Gates of Mitzvah: A Guide to the Jewish Lifecycle

Edited by Simeon J. Maslin

My introduction to Mitzvot.  They don't talk about mitzvot in Christianity.  You have commandments, but they aren't analogous.  Mitzvot are commandments, in that they are guidelines for life that come from a commander, but there's something more than that.  They're associated with blessings, and are meant to be a joy to perform.  Some are rituals tied to major life events, but others are about ethical living.

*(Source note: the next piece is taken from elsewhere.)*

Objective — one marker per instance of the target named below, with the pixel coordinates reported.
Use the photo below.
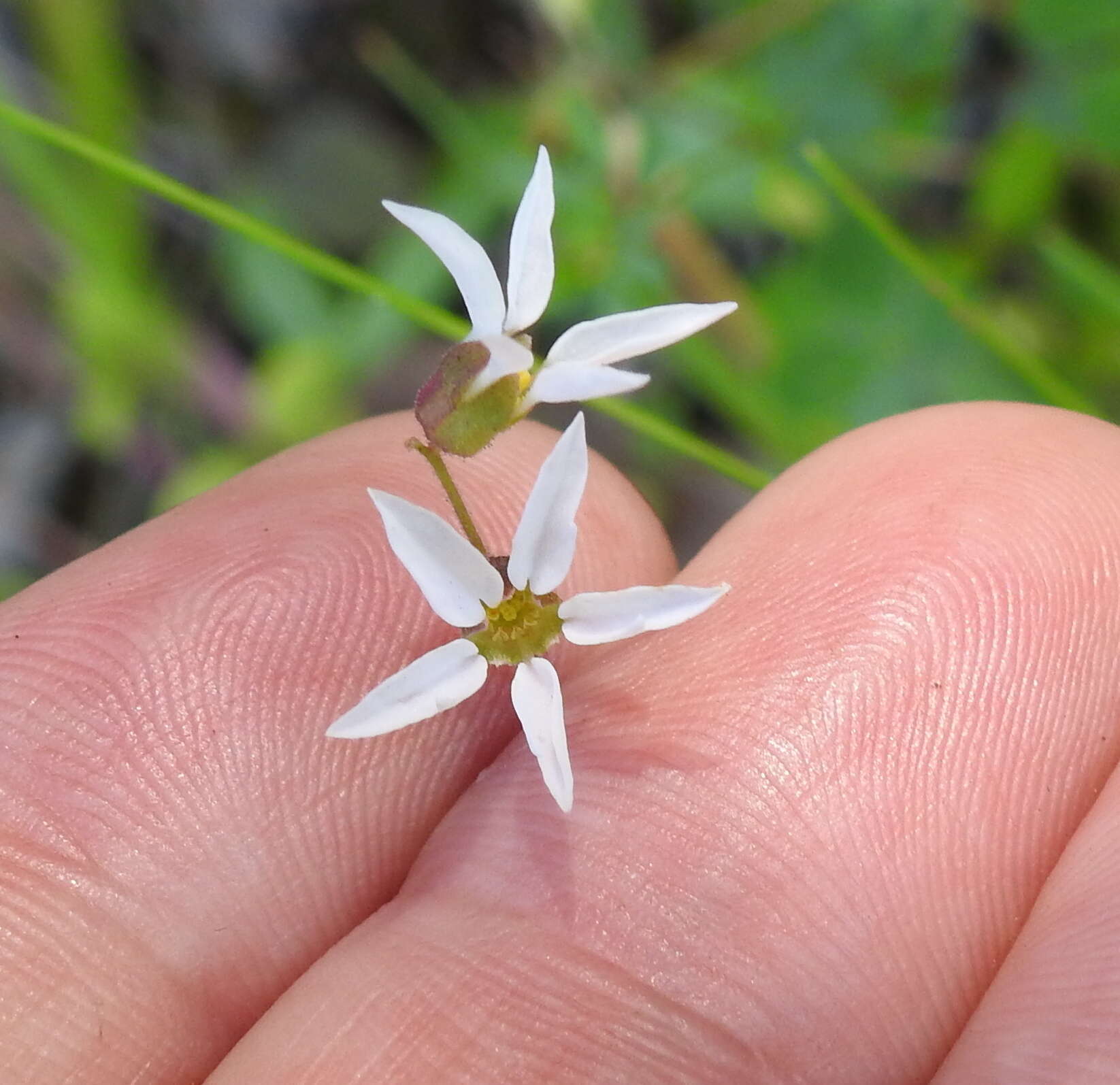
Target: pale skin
(857, 823)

Events that have mitzvot are: birth of a child, education, marriage, and death/mourning.
The Bar (or Bat) Mitzvah is considered part of a child's religious education.  Keeping kosher is a mitzvah, but it's kind of a gray area.  It's not a lifecycle mitzvah, but it's not really an ethical one, either.

In Reform Judaism, it is more important to observe the ethical mitzvot than the ritualistic mitzvot.  This is in accordance with the idea that God is more concerned with how we live in practice than in how we live in show.  The intention is where the value lies.
There are a couple of essays on how to make mitzvah relevant in modern life.  The Reform movement believes that there is some freedom to choose which mitzvot to observe, because according to Isaiah and Micah, God is not satisfied by mechanical, empty-minded worship.  He wants his people to exercise their free will and choose to worship.  When viewed through this lens, some traditional mitzvot lose their power.